Magazine cover feedback:
There were several things I needed to improve on my magazine front cover. For example, the masthead I created was described as 'army style'. This is not appropriate for a magazine nor a thriller type magazine. Therefore, I changed the font into something similar due to the fact I wanted my masthead to be thick and bold. This also made it easier to fit the 'Films' part into the masthead. The font I changed it to was 'Rockwell Extra Bold' on Adobe Photoshop.

It was also suggested that I should remove the speech bubble. This is because it made my magazine counter typical due to this feature looking like it belonged on a cartoon magazine. It also helped balance the information on both sides of the magazine. It had also been noted that the yellow star I added on the competition logo looked 'odd'. The colour yellow does not associate with thrillers but also, it did not match my colour scheme of black, red and white. I have learnt that every detail counts when producing a magazine.


Another thing I made changes to was the main mid-shot. This was because the image was too high up on the page. By lowering the mid-shot, the audience will be able to see it more clearly, but also the magazine is more spread out instead of all the information being really close to each other. This makes the reader feel more at ease because they are able to see everything easier when its spaced out.
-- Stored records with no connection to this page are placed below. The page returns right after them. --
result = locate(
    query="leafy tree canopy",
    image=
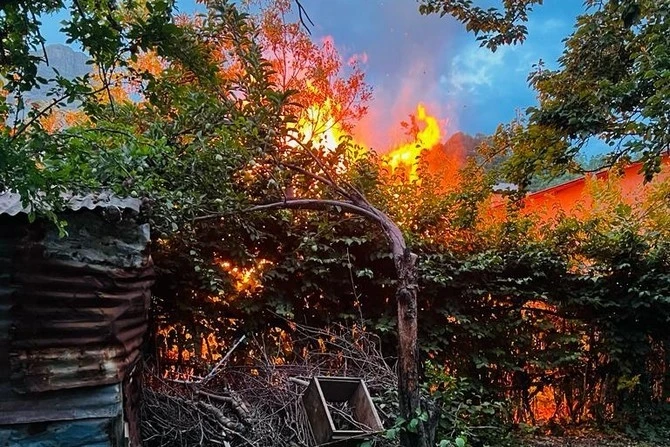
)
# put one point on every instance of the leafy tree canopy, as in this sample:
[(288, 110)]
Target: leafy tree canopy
[(610, 88)]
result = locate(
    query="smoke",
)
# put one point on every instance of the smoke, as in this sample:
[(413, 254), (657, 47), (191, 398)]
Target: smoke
[(405, 53)]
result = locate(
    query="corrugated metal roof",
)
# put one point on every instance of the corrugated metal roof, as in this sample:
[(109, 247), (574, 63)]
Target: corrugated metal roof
[(10, 203)]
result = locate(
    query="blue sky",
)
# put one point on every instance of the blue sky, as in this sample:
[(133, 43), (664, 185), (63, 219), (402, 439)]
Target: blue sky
[(413, 58)]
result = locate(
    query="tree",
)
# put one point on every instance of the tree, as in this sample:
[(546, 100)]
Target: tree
[(608, 90), (211, 137), (497, 27)]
There were also a minority of comments on the black and white image used on the left side of the magazine. I thought this was effective due to a range of shots being used but also it was a shot-reverse-shot image from the trailer which I thought was appropriate when advertising the trailer. However, the image did not fit in this place therefore I deleted it. This then meant I could enlarge the text and move it around more. This makes it easier for the audience to read but also helps balance both sides of the magazine which is a stereotypical convention.